- Film poster
- Directed by: Lanie Zipoy
- Written by: Chisa Hutchinson
- Produced by: Gahlia Eden Megan Kingery Lanie Zipoy
- Starring: Jason Biggs; Anabelle Acosta; Nile Bullock; Caleb Eberhardt; Aunjanue Ellis; Carra Patterson; Brian McManamon;
- Cinematography: Darren Joe
- Edited by: Sofi Marshall
- Music by: Doug Wamble
- Production company: Prochaine Films
- Distributed by: Gravitas Ventures
- Release dates: 11 June 2020 (Art of Brooklyn Film Festival); 22 October 2021 (US);
- Running time: 119 minutes
- Country: United States
- Languages: English Spanish

= The Subject (2020 film) =

The Subject is a 2020 American drama film directed by Lanie Zipoy and starring Jason Biggs, Anabelle Acosta, Nile Bullock, Caleb Eberhardt, Aunjanue Ellis, Carra Patterson and Brian McManamon. The film follows Phil Waterhouse (Biggs), a white documentary filmmaker who receives public backlash due to a film of his featuring the on-screen death of a black teen.

==Cast==
- Jason Biggs as Phil Waterhouse
- Anabelle Acosta as Jess Rivas
- Nile Bullock as Malcolm Barnes
- Caleb Eberhardt as Kwame Johnson
- Aunjanue Ellis as Leslie Barnes
- Carra Patterson as Marley Reed
- Brian McManamon as Peter

==Release==
The film was released in theatres and on TVOD on 22 October 2021.

==Reception==
On review aggregation website Rotten Tomatoes, The Subject holds an approval rating of 67% based on 6 reviews, with an average rating of 6.00/10.

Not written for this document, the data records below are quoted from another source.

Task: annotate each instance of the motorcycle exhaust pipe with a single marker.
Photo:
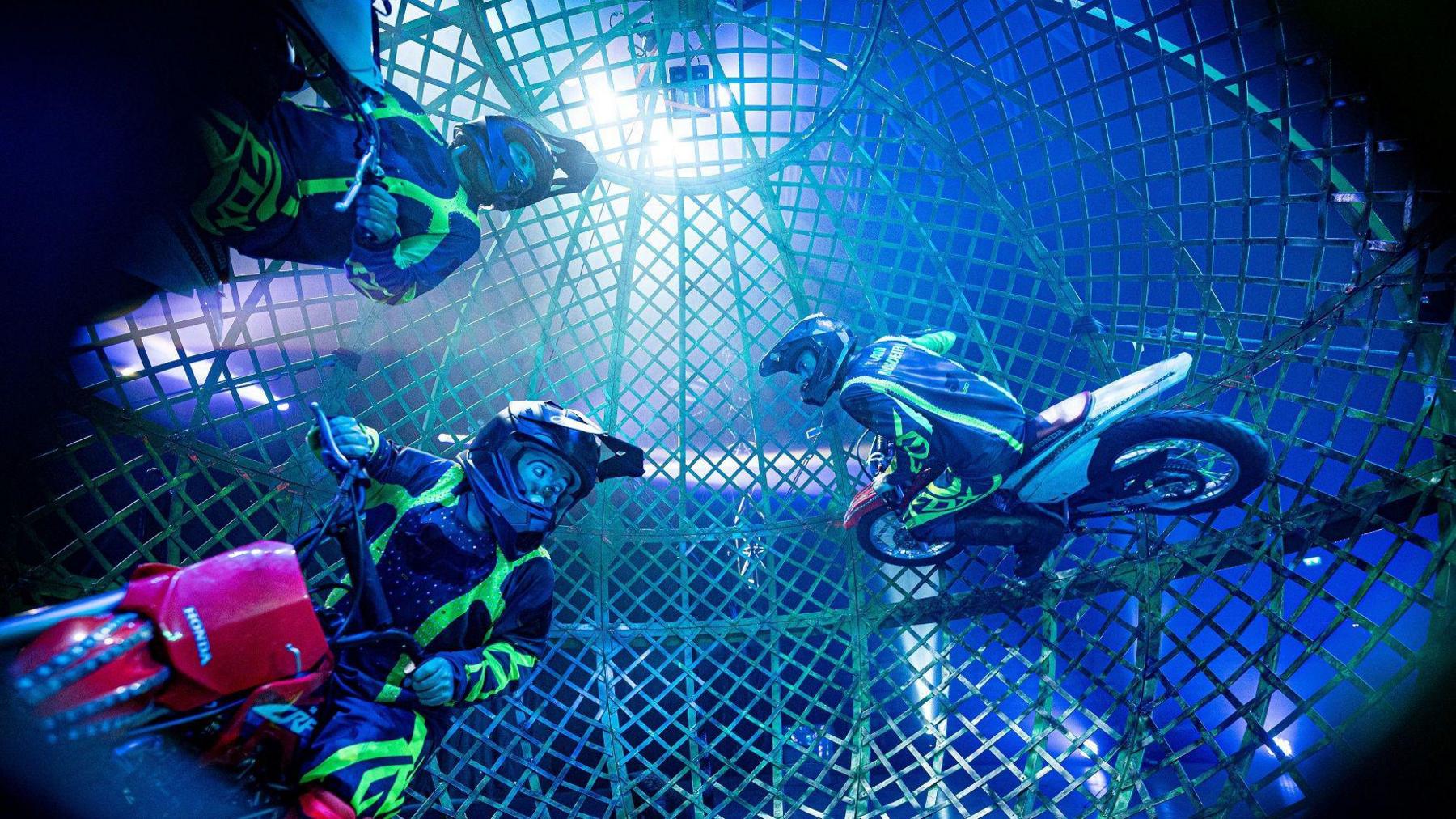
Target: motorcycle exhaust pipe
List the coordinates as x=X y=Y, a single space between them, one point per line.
x=27 y=626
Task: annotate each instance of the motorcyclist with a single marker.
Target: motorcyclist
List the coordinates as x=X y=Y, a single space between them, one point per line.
x=460 y=557
x=938 y=416
x=276 y=169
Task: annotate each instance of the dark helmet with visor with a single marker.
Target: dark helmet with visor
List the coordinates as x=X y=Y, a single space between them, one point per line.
x=509 y=165
x=832 y=344
x=491 y=460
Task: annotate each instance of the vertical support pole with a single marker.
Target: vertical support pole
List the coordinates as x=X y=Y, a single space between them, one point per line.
x=1044 y=720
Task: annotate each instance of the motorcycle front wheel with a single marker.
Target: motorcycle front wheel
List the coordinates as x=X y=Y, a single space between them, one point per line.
x=1204 y=462
x=884 y=537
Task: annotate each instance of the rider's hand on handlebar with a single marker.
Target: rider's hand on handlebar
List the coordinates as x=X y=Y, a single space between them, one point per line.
x=433 y=681
x=351 y=438
x=376 y=214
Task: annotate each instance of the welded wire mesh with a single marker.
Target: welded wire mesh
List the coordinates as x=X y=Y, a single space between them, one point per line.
x=1075 y=189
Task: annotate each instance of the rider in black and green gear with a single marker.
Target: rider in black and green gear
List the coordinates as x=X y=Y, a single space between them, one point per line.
x=938 y=416
x=277 y=168
x=459 y=551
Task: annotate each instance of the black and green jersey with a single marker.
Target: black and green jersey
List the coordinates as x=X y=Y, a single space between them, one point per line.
x=462 y=593
x=274 y=181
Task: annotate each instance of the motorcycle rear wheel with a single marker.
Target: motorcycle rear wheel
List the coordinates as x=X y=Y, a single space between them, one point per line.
x=884 y=537
x=1210 y=462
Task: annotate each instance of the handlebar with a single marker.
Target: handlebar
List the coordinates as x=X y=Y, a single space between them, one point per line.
x=364 y=171
x=332 y=458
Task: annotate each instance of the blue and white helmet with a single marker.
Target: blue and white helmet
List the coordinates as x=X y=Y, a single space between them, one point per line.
x=832 y=343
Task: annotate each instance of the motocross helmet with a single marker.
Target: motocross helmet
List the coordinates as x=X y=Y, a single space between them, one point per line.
x=829 y=340
x=509 y=165
x=489 y=462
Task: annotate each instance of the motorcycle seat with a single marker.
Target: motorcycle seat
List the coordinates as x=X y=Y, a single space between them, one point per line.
x=1064 y=414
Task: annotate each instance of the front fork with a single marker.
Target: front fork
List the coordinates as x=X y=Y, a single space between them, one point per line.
x=27 y=626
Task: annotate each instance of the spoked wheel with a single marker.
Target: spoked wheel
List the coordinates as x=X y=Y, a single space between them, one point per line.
x=884 y=537
x=1174 y=462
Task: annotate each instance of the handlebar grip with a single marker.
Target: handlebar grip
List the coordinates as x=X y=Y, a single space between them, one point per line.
x=331 y=451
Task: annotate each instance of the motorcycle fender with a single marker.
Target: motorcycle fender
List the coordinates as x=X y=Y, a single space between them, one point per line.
x=1060 y=478
x=280 y=711
x=226 y=624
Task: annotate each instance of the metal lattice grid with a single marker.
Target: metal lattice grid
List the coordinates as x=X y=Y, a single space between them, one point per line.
x=1075 y=189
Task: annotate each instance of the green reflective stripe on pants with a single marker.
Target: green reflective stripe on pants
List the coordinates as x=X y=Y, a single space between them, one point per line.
x=400 y=773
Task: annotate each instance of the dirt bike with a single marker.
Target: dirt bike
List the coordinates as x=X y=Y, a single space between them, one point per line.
x=226 y=659
x=1090 y=456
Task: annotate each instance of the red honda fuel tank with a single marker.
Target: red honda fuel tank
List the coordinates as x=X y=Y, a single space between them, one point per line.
x=229 y=622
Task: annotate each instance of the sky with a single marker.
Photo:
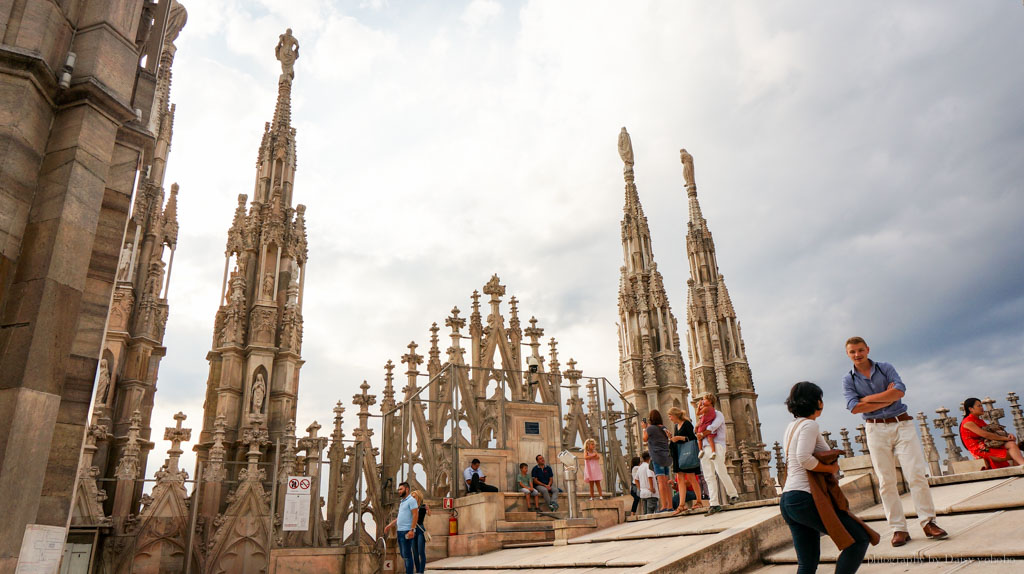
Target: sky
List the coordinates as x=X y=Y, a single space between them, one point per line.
x=858 y=163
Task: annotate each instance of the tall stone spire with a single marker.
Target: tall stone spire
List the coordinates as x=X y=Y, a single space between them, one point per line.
x=651 y=371
x=257 y=342
x=718 y=358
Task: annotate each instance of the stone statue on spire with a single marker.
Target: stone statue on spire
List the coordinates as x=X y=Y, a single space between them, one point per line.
x=626 y=147
x=288 y=52
x=687 y=161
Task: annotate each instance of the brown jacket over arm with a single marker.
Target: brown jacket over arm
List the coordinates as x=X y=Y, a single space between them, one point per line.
x=829 y=500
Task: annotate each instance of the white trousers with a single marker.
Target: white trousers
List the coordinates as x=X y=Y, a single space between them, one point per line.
x=887 y=442
x=715 y=471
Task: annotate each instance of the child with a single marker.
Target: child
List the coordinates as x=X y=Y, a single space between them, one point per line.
x=592 y=473
x=648 y=488
x=706 y=415
x=523 y=483
x=635 y=485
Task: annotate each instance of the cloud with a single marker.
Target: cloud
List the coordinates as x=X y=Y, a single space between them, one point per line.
x=858 y=166
x=479 y=13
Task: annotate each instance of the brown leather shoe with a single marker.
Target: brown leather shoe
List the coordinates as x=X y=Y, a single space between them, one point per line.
x=932 y=530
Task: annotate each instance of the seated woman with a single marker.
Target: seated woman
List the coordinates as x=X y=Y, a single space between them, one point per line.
x=973 y=435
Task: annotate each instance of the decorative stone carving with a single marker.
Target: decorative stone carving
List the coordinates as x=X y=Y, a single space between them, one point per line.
x=687 y=161
x=626 y=148
x=102 y=383
x=259 y=392
x=124 y=263
x=287 y=52
x=946 y=423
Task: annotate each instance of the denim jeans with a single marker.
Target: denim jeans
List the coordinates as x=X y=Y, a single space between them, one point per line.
x=421 y=550
x=408 y=549
x=805 y=524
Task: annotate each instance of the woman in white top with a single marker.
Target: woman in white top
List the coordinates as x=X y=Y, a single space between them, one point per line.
x=802 y=440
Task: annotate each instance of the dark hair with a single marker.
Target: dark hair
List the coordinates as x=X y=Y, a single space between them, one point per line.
x=804 y=399
x=654 y=417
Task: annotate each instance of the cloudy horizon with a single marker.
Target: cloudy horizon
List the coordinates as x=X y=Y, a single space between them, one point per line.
x=858 y=165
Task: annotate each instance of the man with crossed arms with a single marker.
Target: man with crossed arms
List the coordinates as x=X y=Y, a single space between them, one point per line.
x=876 y=391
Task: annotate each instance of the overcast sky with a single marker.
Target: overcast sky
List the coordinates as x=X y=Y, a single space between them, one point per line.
x=859 y=165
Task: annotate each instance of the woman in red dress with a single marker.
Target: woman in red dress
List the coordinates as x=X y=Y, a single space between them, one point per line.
x=974 y=439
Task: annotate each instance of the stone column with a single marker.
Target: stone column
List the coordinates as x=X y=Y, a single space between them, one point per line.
x=946 y=423
x=65 y=194
x=931 y=453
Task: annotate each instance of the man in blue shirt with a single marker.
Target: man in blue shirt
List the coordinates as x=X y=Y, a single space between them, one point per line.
x=404 y=521
x=544 y=482
x=876 y=391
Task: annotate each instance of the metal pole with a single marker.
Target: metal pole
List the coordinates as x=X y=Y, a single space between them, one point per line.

Monique Jones of Common Sense Media rated the film 4 stars out of 5 and called it "intense", "engaging" and "mature." Lovia Gyarkye of The Hollywood Reporter called the film a "fascinating conceit" which "struggles to deliver."

Sarah Bea Milner of Screen Rant rated the film 2 stars out of 5 and wrote that while the film is "full of promise", it is "ultimately disappointing."